基于CAE与遗传算法的汽车B柱外饰板轻量化设计
陈毅超1,王辉123
1.武汉理工大学汽车工程学院,武汉 430070; 2.武汉理工大学现代汽车零部件技术湖北省重点实验室,武汉 430070;
3.湖北隆中实验室,湖北襄阳 441000
Lightweight Design of Automotive B-pillar Exterior Panel based on CAE and Genetic Algorithm
Chen Yichao1 , Wang Hui123
1.School of Automotive and Engineering,Wuhan University of Technology,Wuhan 430070,China; 2.Hubei Key Laboratory of Advanced Technologyfor Automotive Components,Wuhan University of Technology,Wuhan 430070,China; 3.Hubei Longzhong Laboratory,Xiangyang 441000,China
摘要:以某品牌汽车 B 柱外饰板为研究对象,基于 CAE 分析技术对 B 柱外饰板结构进行轻量化设计。 首先利用ANSYS 软件对原始模型进行仿真 ,在此基础上将 B 柱外饰板受力工况等效为简支梁模型并计算得到壁厚范围为2.67~2.72 mm,结合实际生产特点最终确定饰板件主要厚度为 2.7 mm,随后在 CATIA 软件中建立轻量化设计后的模型并再次进行有限元仿真 ,得到饰板在设定的受力工况下的形变量为 1.485 1 mm,符合轻量化设计的刚度要求 。
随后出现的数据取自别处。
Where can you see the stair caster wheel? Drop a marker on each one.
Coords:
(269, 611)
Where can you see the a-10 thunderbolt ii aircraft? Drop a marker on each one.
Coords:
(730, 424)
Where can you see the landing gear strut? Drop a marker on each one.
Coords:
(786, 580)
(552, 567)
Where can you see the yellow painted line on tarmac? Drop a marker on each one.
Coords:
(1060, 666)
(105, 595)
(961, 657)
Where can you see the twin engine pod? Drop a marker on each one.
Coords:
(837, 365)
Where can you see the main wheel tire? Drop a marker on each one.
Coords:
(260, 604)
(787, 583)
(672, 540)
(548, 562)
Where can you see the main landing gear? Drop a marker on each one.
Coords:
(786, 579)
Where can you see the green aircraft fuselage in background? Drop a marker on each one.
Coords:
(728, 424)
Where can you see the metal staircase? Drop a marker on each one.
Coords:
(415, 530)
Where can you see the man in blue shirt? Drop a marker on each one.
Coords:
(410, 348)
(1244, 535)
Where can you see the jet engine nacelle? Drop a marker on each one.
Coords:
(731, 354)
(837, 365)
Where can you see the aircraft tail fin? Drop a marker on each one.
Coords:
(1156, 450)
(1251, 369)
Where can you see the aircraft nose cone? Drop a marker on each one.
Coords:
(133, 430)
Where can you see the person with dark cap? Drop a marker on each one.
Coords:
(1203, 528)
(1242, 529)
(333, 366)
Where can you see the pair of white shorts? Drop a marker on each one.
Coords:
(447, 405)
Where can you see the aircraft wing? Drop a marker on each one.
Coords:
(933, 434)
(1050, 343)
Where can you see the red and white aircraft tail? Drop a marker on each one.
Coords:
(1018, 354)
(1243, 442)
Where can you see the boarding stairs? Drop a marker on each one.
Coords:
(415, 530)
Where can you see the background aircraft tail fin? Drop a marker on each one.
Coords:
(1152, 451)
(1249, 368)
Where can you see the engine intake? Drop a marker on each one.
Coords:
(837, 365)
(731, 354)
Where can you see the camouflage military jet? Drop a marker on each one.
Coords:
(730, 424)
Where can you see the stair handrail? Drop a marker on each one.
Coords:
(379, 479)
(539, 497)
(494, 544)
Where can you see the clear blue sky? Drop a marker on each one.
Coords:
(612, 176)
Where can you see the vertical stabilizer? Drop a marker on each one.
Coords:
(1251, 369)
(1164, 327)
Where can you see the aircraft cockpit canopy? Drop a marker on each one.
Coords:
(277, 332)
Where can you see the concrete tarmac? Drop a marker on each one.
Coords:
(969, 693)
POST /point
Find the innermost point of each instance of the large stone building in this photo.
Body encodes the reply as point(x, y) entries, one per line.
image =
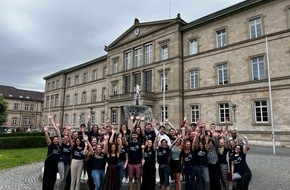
point(24, 108)
point(216, 67)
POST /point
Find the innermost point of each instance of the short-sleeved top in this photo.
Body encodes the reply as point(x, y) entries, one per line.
point(201, 157)
point(124, 151)
point(188, 158)
point(77, 153)
point(53, 152)
point(99, 161)
point(135, 152)
point(149, 155)
point(240, 163)
point(163, 155)
point(65, 153)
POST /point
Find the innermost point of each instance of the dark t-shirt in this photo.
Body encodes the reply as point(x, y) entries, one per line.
point(163, 155)
point(135, 152)
point(188, 158)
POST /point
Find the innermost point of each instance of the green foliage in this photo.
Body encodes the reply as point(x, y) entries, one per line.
point(12, 157)
point(22, 142)
point(3, 110)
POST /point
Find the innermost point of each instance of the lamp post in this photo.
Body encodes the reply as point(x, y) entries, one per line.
point(234, 106)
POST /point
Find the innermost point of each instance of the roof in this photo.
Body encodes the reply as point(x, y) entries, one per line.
point(10, 92)
point(65, 71)
point(224, 12)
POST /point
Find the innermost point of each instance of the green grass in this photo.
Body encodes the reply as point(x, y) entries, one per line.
point(16, 157)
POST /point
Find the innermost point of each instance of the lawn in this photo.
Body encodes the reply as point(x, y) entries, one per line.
point(17, 157)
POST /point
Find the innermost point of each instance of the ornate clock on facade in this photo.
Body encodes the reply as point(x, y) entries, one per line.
point(136, 31)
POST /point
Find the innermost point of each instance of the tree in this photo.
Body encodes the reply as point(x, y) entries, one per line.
point(3, 110)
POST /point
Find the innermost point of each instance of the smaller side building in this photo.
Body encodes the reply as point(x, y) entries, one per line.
point(24, 108)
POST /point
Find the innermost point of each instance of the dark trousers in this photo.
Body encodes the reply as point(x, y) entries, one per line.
point(214, 176)
point(243, 183)
point(190, 172)
point(49, 174)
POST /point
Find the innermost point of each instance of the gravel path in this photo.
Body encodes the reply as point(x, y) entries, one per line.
point(270, 171)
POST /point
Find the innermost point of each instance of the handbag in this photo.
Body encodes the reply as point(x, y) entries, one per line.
point(236, 176)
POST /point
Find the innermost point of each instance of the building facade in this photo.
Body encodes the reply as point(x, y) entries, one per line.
point(232, 64)
point(24, 108)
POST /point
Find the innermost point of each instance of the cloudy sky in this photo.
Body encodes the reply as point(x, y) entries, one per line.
point(41, 37)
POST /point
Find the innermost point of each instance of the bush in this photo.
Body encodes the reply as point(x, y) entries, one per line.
point(22, 142)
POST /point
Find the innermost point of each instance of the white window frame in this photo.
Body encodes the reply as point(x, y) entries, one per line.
point(193, 79)
point(261, 107)
point(193, 46)
point(222, 74)
point(255, 27)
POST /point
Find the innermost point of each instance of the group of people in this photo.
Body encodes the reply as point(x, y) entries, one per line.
point(203, 158)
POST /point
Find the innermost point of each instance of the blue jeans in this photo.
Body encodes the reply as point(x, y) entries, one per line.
point(98, 177)
point(121, 171)
point(203, 177)
point(190, 173)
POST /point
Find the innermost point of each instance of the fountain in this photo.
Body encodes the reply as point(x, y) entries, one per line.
point(137, 109)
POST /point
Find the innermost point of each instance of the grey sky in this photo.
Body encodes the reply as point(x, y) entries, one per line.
point(40, 37)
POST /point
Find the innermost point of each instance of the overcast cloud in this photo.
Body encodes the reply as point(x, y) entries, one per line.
point(41, 37)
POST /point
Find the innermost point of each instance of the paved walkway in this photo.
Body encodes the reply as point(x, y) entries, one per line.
point(270, 171)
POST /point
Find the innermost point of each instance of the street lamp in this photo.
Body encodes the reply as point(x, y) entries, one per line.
point(234, 106)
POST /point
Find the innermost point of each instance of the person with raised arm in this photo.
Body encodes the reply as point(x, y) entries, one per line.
point(188, 160)
point(51, 161)
point(240, 166)
point(64, 159)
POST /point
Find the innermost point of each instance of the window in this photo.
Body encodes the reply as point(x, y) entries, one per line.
point(148, 81)
point(76, 99)
point(52, 85)
point(222, 71)
point(56, 100)
point(94, 74)
point(127, 84)
point(194, 111)
point(138, 57)
point(82, 118)
point(258, 68)
point(128, 60)
point(104, 72)
point(84, 97)
point(164, 52)
point(255, 27)
point(16, 106)
point(115, 66)
point(162, 82)
point(114, 89)
point(114, 116)
point(162, 113)
point(94, 96)
point(103, 117)
point(193, 75)
point(261, 111)
point(14, 120)
point(66, 118)
point(57, 84)
point(148, 54)
point(221, 38)
point(104, 94)
point(68, 82)
point(193, 46)
point(224, 112)
point(31, 107)
point(137, 79)
point(67, 100)
point(85, 77)
point(76, 79)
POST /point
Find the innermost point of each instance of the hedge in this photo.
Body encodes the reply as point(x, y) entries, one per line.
point(18, 134)
point(22, 142)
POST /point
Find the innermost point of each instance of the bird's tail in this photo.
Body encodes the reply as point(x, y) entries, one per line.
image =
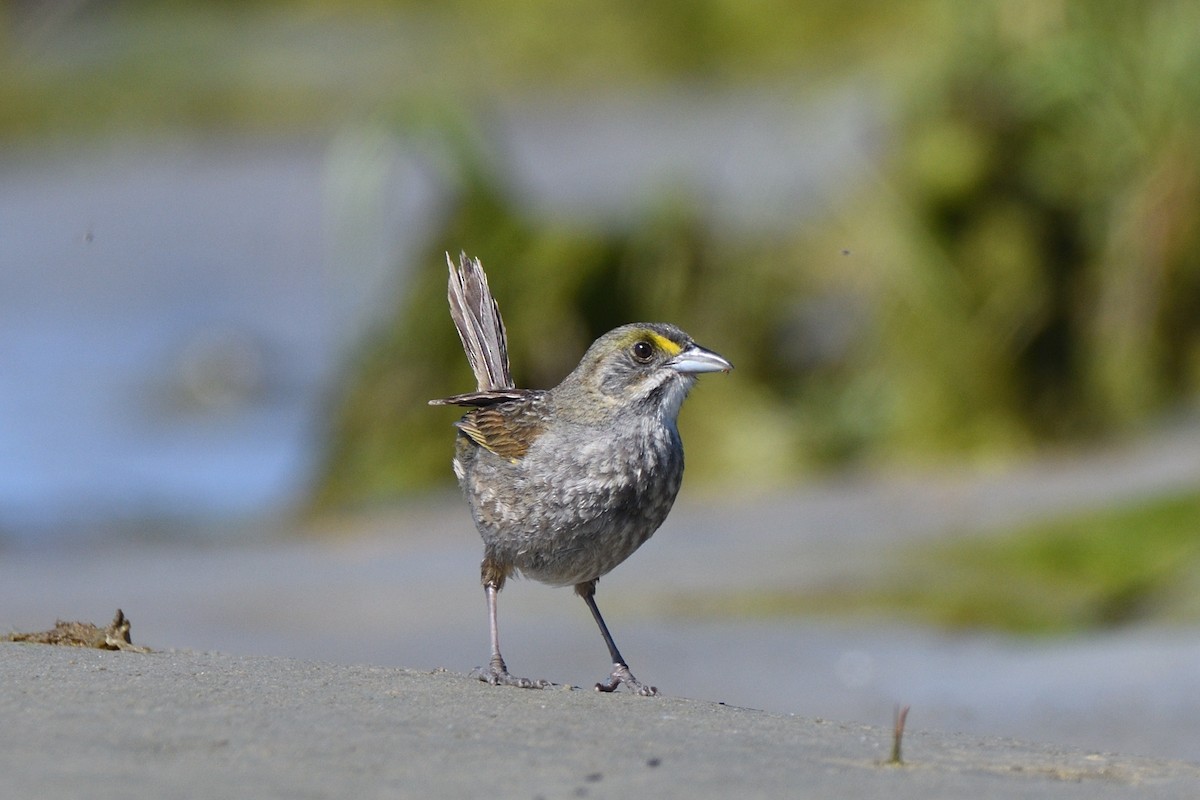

为了进一步验证设计的合理性,从实际生产出发 ,将翘曲变形量作为成型质量评价指标,运用正交试验法设计了六因素五水平的工艺组合方案,并采用 Moldflow 软件进行模流仿真,接着基于 Matlab 平台建立 BP 神经网络模型 ,将其作为适应度函数 ,通过遗传算法(NSGA-Ⅱ)进行全局寻优,得到最优工艺参数组合下轻量化设计前后两模型的最大翘曲变形量分别为 2.568 mm 和 2.353 mm,制件质量分别为 104.6 g 和 94.44 g。结果表明,该轻量化设计减重达 9.71% 并使翘曲变形量减小了 8.37%,较好地实现了轻量化的目标,有效提高了制件的成型质量。
Abstract:The B-pillar exterior panel of a certain brand automobile was chosen as the research subject for conducting a lightweight design of its structure using CAE analysis technology. Firstly, ANSYS software was used to simulate the original model, based on which the force condition of the B-pillar exterior panel was equivalently transformed into a simple supported beam model and the range of the wall thickness was calculated to be 2.67-2.72 mm. Taking into account the characteristics of actual production, the final determination for the main thickness of the panel was 2.7 mm. Afterwards, the lightweight design model was created in CATIA software, followed by another round of finite element simulation. The obtained deformation value of the panel under the prescribed loading condition was 1.485 1 mm, which satisfied the stiffness requirements of the lightweight design. To further validate the rationality of the design, starting from actual production, the warping deformation was taken as the evaluation indicator for forming quality. A six-factor and five-level process combination scheme was designed using the orthogonal test method, and Moldflow software was used to carry out the mold flow simulation. Then a BP neural network model was constructed based on the Matlab platform as the fitness function, and global optimization was carried out by the genetic algorithm (NSGAⅡ). Under the optimum combination of process parameters, the maximum warpage of the two models before and after the lightweight design is 2.568 mm and 2.353 mm, and the weight of the part is 104.6 g and 94.44 g. The results indicate that the lightweight design achieves a weight reduction of 9.71% and results in an 8.37% reduction in warping, effectively realizing the goal of lightweight design and significantly enhancing the molding quality of the parts.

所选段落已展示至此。